I have a few operational suggestions on how I think we could do this best: 1. I think exposing a healthcheck endpoint that _actually_ runs the ping and responds with a 200 OK makes a lot more sense in terms of being able to run it inside something like Kubernetes, you end up with a "who makes the ping and who responds to it" type of scenario which can be tricky though I'm sure we can figure that out 2. I've found that newer releases of RabbitMQ really help with those un-usable queues after a split, I haven't had any issues at all with newer releases, so that could be something to help your life be a lot easier. 3. You mentioned you're moving towards Kubernetes, we're doing the same and building an operator: https://opendev.org/vexxhost/openstack-operator -- Because the operator manages the whole thing and Kubernetes does it's thing too, we started moving towards 1 (single) rabbitmq per service, which reaaaaaaally helped a lot in stabilizing things. Oslo messaging is a lot better at recovering when a single service IP is pointing towards it because it doesn't do weird things like have threads trying to connect to other Rabbit ports. Just a thought. 4. In terms of telemetry and making sure you avoid that issue, we track the consumption rates of queues inside OpenStack. OpenStack consumption rate should be constant and never growing, anytime it grows, we instantly detect that something is fishy. However, the other issue comes in that when you restart any openstack service, it 'forgets' all it's existing queues and then you have a set of building up queues until they automatically expire which happens around 30 minutes-ish, so it makes that alarm of "things are not being consumed" a little noisy if you're restarting services Sorry for the wall of super unorganized text, all over the place here but thought I'd chime in with my 2 cents :) On Mon, Jul 27, 2020 at 6:04 AM Arnaud Morin <arnaud.morin@gmail.com> wrote:
Hey all,
TLDR: I propose a change to oslo_messaging to allow doing a ping over RPC, this is useful to monitor liveness of agents.

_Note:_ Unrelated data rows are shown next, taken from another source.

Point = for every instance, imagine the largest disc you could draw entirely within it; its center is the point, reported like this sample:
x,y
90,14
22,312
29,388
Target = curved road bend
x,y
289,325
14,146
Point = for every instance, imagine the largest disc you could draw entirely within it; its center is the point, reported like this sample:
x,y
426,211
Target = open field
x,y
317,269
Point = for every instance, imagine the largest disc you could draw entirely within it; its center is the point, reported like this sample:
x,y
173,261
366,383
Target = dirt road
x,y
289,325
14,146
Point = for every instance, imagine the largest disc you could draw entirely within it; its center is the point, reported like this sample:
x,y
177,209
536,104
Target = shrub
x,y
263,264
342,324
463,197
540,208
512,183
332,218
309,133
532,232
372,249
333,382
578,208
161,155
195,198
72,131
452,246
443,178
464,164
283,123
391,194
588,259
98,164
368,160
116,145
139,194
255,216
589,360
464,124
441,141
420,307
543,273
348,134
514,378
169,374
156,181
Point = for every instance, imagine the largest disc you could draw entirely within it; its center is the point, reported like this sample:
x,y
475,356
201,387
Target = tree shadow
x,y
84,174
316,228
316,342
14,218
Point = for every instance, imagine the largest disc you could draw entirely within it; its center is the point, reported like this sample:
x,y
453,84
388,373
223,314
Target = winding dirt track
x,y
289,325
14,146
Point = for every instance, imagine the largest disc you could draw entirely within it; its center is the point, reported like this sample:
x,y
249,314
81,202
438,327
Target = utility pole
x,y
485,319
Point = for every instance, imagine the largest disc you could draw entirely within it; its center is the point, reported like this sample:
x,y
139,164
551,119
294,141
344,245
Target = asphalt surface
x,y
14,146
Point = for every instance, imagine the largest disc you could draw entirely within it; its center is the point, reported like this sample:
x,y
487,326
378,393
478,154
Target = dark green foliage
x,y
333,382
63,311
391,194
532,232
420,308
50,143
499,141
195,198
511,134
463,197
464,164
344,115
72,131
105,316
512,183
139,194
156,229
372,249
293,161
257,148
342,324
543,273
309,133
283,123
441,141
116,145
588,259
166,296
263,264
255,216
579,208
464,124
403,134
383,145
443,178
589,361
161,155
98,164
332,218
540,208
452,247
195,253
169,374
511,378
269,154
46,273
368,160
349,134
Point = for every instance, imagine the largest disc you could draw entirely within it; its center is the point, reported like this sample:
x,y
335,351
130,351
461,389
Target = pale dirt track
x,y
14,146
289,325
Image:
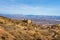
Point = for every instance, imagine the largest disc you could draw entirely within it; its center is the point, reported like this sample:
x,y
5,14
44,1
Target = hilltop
x,y
13,29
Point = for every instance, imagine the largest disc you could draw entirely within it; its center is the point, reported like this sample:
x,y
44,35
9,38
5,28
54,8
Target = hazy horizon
x,y
30,7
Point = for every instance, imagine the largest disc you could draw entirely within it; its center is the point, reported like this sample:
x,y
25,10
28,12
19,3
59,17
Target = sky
x,y
30,7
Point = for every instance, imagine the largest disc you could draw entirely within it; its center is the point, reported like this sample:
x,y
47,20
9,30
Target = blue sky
x,y
30,7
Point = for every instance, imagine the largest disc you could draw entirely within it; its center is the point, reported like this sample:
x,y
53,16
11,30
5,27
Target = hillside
x,y
12,29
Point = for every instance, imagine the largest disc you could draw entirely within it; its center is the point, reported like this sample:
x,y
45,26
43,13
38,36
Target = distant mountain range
x,y
36,18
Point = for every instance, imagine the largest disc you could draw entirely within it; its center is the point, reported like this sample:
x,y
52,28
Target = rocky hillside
x,y
11,29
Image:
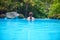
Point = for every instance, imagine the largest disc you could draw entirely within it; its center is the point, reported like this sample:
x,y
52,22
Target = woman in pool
x,y
30,16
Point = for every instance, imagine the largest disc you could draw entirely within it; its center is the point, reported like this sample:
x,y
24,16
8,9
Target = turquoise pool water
x,y
20,29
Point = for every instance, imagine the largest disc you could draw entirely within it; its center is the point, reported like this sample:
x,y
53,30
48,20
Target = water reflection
x,y
29,30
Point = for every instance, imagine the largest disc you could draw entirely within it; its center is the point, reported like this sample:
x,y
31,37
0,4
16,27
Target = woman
x,y
30,16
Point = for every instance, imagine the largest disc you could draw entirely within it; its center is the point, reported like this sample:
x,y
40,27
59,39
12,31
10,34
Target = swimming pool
x,y
21,29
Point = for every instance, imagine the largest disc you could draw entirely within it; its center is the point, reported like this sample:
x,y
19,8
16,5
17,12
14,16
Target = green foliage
x,y
54,10
40,8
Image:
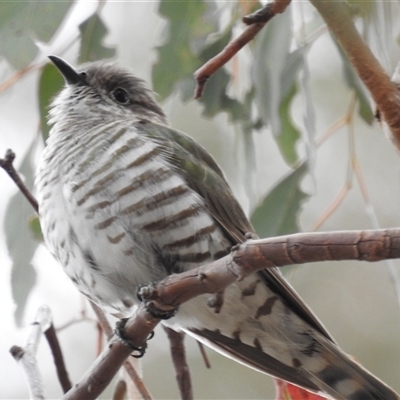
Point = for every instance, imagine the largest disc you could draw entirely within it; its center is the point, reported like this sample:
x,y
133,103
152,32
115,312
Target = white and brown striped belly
x,y
128,217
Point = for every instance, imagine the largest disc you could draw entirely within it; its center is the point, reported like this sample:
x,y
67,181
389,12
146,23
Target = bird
x,y
125,200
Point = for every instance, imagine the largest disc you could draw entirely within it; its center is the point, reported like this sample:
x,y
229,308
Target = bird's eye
x,y
121,96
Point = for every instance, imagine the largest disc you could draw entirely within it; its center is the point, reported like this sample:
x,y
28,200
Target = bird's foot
x,y
138,351
146,294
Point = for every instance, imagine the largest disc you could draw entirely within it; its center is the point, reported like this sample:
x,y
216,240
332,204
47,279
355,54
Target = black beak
x,y
69,73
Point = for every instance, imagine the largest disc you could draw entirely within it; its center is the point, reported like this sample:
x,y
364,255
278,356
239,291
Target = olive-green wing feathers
x,y
204,176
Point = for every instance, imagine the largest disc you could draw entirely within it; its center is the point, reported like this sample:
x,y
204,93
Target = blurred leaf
x,y
50,83
36,229
353,82
275,70
290,134
93,32
271,56
188,29
20,243
278,212
24,22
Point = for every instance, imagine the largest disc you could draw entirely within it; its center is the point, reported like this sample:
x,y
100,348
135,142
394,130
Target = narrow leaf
x,y
20,243
290,134
188,28
278,212
24,22
50,83
92,48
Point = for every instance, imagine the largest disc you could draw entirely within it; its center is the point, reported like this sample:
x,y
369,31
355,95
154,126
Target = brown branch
x,y
133,375
179,360
7,164
204,354
119,390
26,356
244,260
256,21
55,348
383,91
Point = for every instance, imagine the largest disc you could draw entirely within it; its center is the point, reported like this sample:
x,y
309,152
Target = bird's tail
x,y
343,378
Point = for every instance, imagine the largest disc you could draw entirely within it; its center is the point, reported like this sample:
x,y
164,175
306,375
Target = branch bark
x,y
256,22
383,91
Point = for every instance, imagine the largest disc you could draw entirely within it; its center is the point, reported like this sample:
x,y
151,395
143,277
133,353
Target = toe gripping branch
x,y
138,351
146,294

Few weeks ago, I proposed a patch to oslo_messaging [1], which is adding a ping endpoint to RPC dispatcher. It means that every openstack service which is using oslo_messaging RPC endpoints (almosts all OpenStack services and agents - e.g. neutron server + agents, nova + computes, etc.) will then be able to answer to a specific "ping" call over RPC.

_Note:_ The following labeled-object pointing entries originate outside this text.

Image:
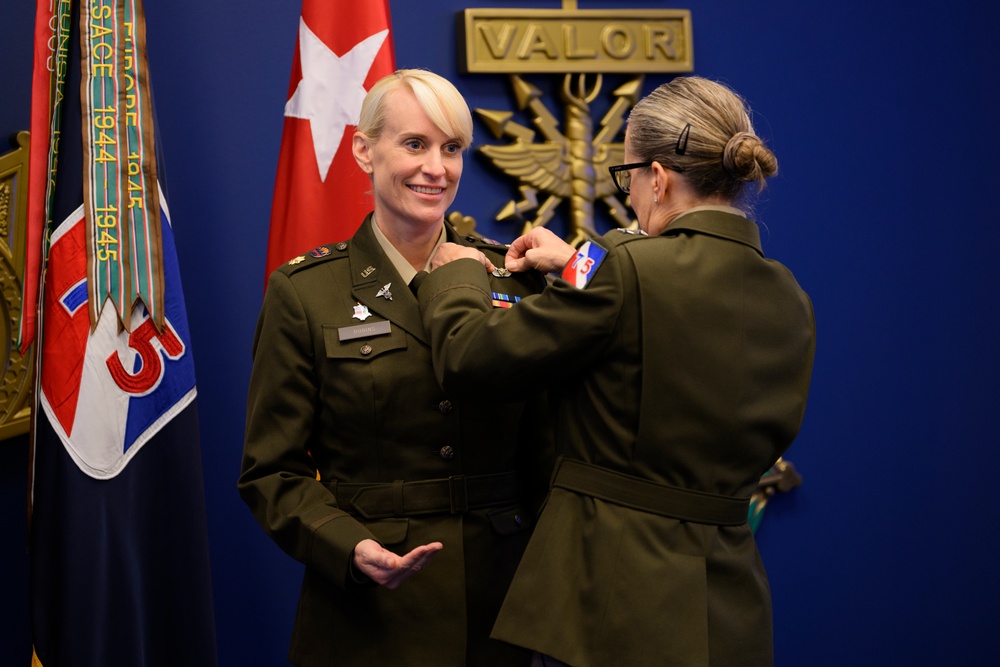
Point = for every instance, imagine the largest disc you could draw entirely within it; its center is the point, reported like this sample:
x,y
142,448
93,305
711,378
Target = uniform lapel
x,y
372,273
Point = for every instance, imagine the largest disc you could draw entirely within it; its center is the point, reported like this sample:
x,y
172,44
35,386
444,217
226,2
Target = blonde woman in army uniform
x,y
679,361
355,461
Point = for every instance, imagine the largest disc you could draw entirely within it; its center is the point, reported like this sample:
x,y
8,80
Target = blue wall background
x,y
883,116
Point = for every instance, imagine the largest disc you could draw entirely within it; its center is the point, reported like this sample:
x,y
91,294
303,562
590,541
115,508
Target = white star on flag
x,y
332,88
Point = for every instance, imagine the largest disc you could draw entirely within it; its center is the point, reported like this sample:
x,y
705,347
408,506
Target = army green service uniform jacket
x,y
343,389
680,374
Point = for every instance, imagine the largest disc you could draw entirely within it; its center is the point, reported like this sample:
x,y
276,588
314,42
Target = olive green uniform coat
x,y
364,408
684,362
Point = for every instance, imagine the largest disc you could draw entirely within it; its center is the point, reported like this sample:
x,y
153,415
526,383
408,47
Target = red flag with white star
x,y
320,193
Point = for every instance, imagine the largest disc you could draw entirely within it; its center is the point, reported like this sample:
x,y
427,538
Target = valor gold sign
x,y
571,40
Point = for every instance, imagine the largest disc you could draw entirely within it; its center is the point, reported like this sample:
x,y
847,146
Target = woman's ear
x,y
660,181
361,148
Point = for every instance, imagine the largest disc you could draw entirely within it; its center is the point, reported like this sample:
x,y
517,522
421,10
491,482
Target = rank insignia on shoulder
x,y
581,268
501,300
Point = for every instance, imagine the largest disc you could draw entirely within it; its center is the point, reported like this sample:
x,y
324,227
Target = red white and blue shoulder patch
x,y
581,268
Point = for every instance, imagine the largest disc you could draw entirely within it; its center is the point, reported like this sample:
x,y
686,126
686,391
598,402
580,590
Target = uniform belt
x,y
455,494
642,494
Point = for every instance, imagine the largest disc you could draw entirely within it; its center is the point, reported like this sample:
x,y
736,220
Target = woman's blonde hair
x,y
702,128
438,98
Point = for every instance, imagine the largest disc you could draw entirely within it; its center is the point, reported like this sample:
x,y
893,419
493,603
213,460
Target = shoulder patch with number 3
x,y
581,268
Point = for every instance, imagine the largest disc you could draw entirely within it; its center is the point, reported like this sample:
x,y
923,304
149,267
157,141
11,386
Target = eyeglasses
x,y
622,174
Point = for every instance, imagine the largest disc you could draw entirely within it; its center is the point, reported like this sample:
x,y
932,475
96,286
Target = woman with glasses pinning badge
x,y
679,360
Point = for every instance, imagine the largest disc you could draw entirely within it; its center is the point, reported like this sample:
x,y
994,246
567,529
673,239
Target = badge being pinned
x,y
581,268
361,312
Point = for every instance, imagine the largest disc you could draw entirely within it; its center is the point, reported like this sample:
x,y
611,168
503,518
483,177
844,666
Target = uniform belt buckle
x,y
458,494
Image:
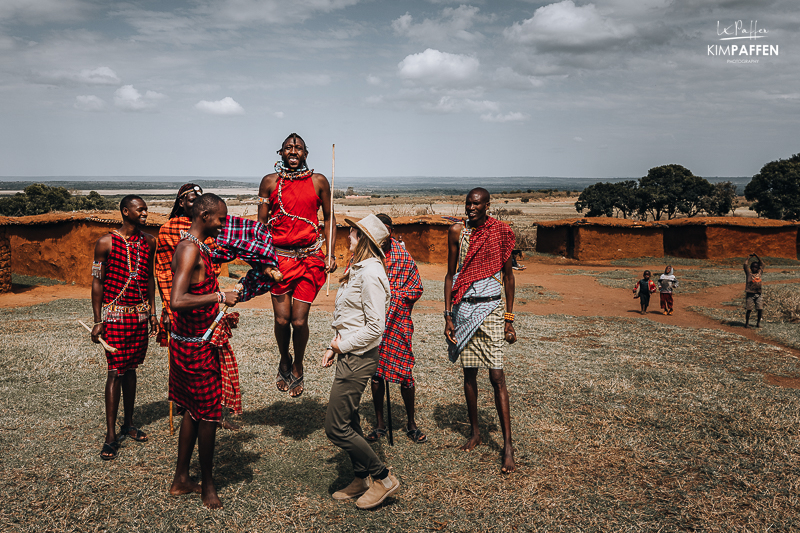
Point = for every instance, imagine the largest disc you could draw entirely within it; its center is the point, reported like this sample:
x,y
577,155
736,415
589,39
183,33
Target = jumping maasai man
x,y
288,203
478,253
168,237
123,302
195,384
396,357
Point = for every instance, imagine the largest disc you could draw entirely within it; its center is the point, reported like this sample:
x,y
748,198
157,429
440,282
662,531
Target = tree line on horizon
x,y
672,190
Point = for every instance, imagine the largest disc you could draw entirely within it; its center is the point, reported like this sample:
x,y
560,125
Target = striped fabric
x,y
126,332
396,355
195,381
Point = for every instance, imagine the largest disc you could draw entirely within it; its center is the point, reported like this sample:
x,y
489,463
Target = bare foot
x,y
210,498
508,462
471,443
230,426
184,487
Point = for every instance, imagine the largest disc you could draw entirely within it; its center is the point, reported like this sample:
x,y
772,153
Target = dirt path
x,y
578,296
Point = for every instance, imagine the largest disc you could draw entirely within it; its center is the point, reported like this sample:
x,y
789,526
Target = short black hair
x,y
481,191
386,219
127,200
206,203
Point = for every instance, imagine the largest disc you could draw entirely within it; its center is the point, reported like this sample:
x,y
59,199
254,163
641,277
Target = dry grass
x,y
619,425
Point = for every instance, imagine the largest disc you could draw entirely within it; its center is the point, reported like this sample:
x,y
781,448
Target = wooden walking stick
x,y
105,345
389,413
333,224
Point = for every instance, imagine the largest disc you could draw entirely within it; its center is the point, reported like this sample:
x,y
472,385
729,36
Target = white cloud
x,y
41,11
129,99
565,26
452,24
96,76
514,116
226,106
450,104
435,67
89,103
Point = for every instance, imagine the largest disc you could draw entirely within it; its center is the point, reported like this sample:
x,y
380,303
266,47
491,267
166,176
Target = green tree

I decided to propose this patch in my company mainly for 2 reasons: 1 - we are struggling monitoring our nova compute and neutron agents in a correct way:
1.1 - sometimes our agents are disconnected from RPC, but the python process is still running. 1.2 - sometimes the agent is still connected, but the queue / binding on rabbit cluster is not working anymore (after a rabbit split for example). This one is very hard to debug, because the agent is still reporting health correctly on neutron server, but it's not able to receive messages anymore.
2 - we are trying to monitor agents running in k8s pods: when running a python agent (neutron l3-agent for example) in a k8s pod, we wanted to find a way to monitor if it is still live of not.
Adding a RPC ping endpoint could help us solve both these issues. Note that we still need an external mechanism (out of OpenStack) to do this ping. We also think it could be nice for other OpenStackers, and especially large scale ops.
Feel free to comment.
[1] https://review.opendev.org/#/c/735385/
-- Arnaud Morin
-- Mohammed Naser VEXXHOST, Inc.